Dzień okazał się w miarę ciepły, lecz jeszcze nie upalny, i słoneczny. Zupełnie jakby świat dawał mi znać, że to jest właśnie szansa na lepszą przyszłość. Jakby cieszył się na podjęcie takiej, a nie innej decyzji. Na lotnisku nie było zbyt wielkiego ruchu. Pewnie przez to, że jest czwartek i do tego godzina trzynasta.
Rodzice i Reynaldo pożegnali się z nami wczoraj wieczorem, toteż dzisiaj byliśmy z bratem jedynie w swoim towarzystwie. Generalnie lot mieliśmy mieć za piętnaście dwunasta, ale wystąpiły jakieś problemy czy coś i mamy lekkie opóźnienie.
Co jeszcze bardziej paradoksalne, wszystkie bagaże do naszego samolotu zostały zabrane i, jakby nie patrzeć, można by już odlatywać, gdyby nie to, że pasażerów jak nie wpuszczali na pokład, tak dalej nie wpuszczają. Niemcy – niby tacy zorganizowani, ale jak już coś się spierdzieli, to pól dnia trzeba czekać, by zrozumieli co.
– Długo jeszcze będziemy musieli czekać? – odezwałam się, uchylając jedno oko, by móc spojrzeć na brata.
– Nie wiem. Ile jeszcze razy każesz mi to powtórzyć? – jęknął, przecierając otwartą dłonią twarz.
Podciągnęłam się na niewygodnym, plastikowym krześle, z którego powoli zaczęłam się ześlizgiwać prawie że na podłogę.
– Aż się dowiesz – prychnęłam i zwiesiłam głowę za oparcie tak, że mogłam obserwować, co działo się za mną. Co prawda do góry nogami, ale to nie miało najmniejszego znaczenia.
Wystukiwałam nogą dobrze znany mi rytm piosenki. Ta czynność od dzieciństwa pozwalała mi opanować swoje wewnętrzne emocje oraz myśli. To jakiś rodzaj bariery, którą równie łatwo zburzyć, jak stworzyć.
Widziałam zabieganych ludzi. Matkę krzyczącą na dziecko za odłączenie się od niej. Gniew szybko jej mija, kiedy dostrzega, co maluch trzyma w rączce. Dziewczyna żegna się z chłopakiem, który właśnie wyjeżdża za granicę do pracy. Jej szloch słychać aż po drugiej stronie lotniska, gdzie siedzę. Jakby nie patrzeć, to tutaj dopiero widać szczerze uczucia ludzi i ich przywiązanie do siebie.

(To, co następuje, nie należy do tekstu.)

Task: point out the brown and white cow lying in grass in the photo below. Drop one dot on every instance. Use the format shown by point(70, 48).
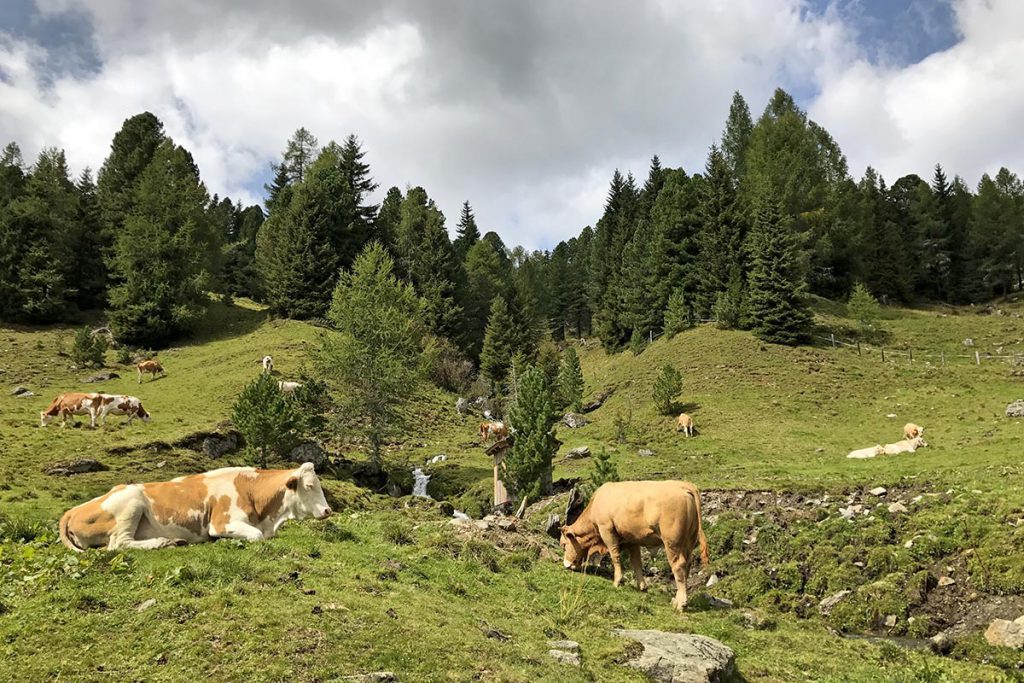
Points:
point(68, 404)
point(152, 367)
point(911, 430)
point(906, 445)
point(230, 503)
point(118, 404)
point(631, 515)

No cóż, nasi rodzice chyba o tym zapomnieli. Ale co się dziwić. Wstydzą się mnie, więc ograniczają do minimum okazje, w których bylibyśmy widywani jako rodzina. W końcu nie jestem powodem do dumy, nie tak jak Nick.
Uśmiechnęłam się do siebie znad pochmurnych myśli na widok grubszego faceta, który starał się zachować równowagę na śliskiej powierzchni. Przeniosłam wzrok w lewo. I zatrzymałam spojrzenie na osobie, której w ogóle się tu nie spodziewałam. Rozbawienie natychmiast zamieniło się w niedowierzanie.
Coś szturchnęło mnie łokciem w bok.
– Ej, Nicka. Musimy iść, właśnie mamy stawić się do odprawy. – Te słowa doszły do mnie jak zza betonowej ściany.
Poderwałam się z siedzenia, aż niedobrze mi się zrobiło. To dziwne, przecież to za wczesna pora, by już zdążyli wrócić do Hamburga. Odwróciłam się, żeby upewnić się w przekonaniu, kogo widziałam. Od razu nasze spojrzenia się skrzyżowały.
W środku poczułam coś na połączenie niewyobrażalnego szczęścia z uczuciem zbitego psa. Z jednej strony winna, z drugiej coś na kształt motyli w brzuchu(?)…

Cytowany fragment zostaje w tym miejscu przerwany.